A learning rate of 1e-2 seem to be a safe choice:

learn_lm.fit_one_cycle(1, 1e-2)
epoch train_loss valid_loss accuracy perplexity time
0 4.189573 3.936918 0.315999 51.260372 02:35

Next we will unfreeze all layers and train for 10 epochs at a reduced learning rate. The idea is that once we unfreeze the lower layers of our model we should make smaller changes to avoid catastrophic forgetting. We will go for a leraning rate of 1e-3. One can always test if longer training improves results, but in this case we will simply assumes that 10 epochs is good enough.

learn_lm.unfreeze()
learn_lm.lr_find()
SuggestedLRs(lr_min=0.0003019951749593019, lr_steep=6.309573450380412e-07)
learn_lm.fit_one_cycle(10, 1e-3)
epoch train_loss valid_loss accuracy perplexity time
0 3.997230 3.822397 0.327288 45.713673 02:47
1 3.954266 3.777179 0.330856 43.692589 02:48
2 3.878042 3.725606 0.337251 41.496380 02:38
3 3.814440 3.686008 0.340614 39.885315 02:47
4 3.785215 3.656684 0.344700 38.732697 02:41
5 3.729483 3.635671 0.346845 37.927280 02:43
6 3.698734 3.618694 0.348383 37.288837 02:46
7 3.654537 3.607326 0.350624 36.867321 02:48
8 3.635801 3.602736 0.351033 36.698505 02:49
9 3.618312 3.601928 0.351133 36.668865 02:50

Note: We’re only training for about 30 minutes on a single GPU.

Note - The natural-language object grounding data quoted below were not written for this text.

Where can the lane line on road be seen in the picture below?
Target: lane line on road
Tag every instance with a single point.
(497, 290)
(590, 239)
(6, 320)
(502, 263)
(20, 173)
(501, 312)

We will save the model and the encoder for future use. The save() method save objects to path/'models' by default. The encoder will be used in our classifier in the next post.

learn_lm.save('finetuned_model')
learn_lm.save_encoder('finetuned_encoder')

Is the model any good at predicting text?

TEXT = "Denne filmen er et godt eksempel på" # this film is a good example of
preds = [learn_lm.predict(TEXT, 40, temperature=0.75) for _ in range(3)]
preds
['xxunk denne filmen er et godt eksempel på hvordan serien er blitt laget med en amerikansk komedie . i filmen står det en tydelig og effektiv følelse av at en serie med tretten mennesker , som har mistet kontrollen over de to første episodene , har fått en',
 'xxunk denne filmen er et godt eksempel på hva som skjer når den kommer i nærheten av en tsunami . i verste fall skjer det med den virkelige verden , hvor det som skjer , er det som gjør at den blir rammet av et stadig forvirrende ,',
 'xxunk denne filmen er et godt eksempel på at det er vanskelig å forestille seg hva som egentlig foregår . i visse scener er dette en underholdende og ytterst underholdende film , i norsk forstand . JON GORE « the THAT IN']

This is by no means as impressive as the recent transformer models, but the model certainly understands language fairly well. Also, our particular use case isn't really text generation, but sentiment classification. Transformers only do marginally better than ULMFiT according to Papers with code on the similar IMDB classification task. Classification will be the topic of an upcoming post.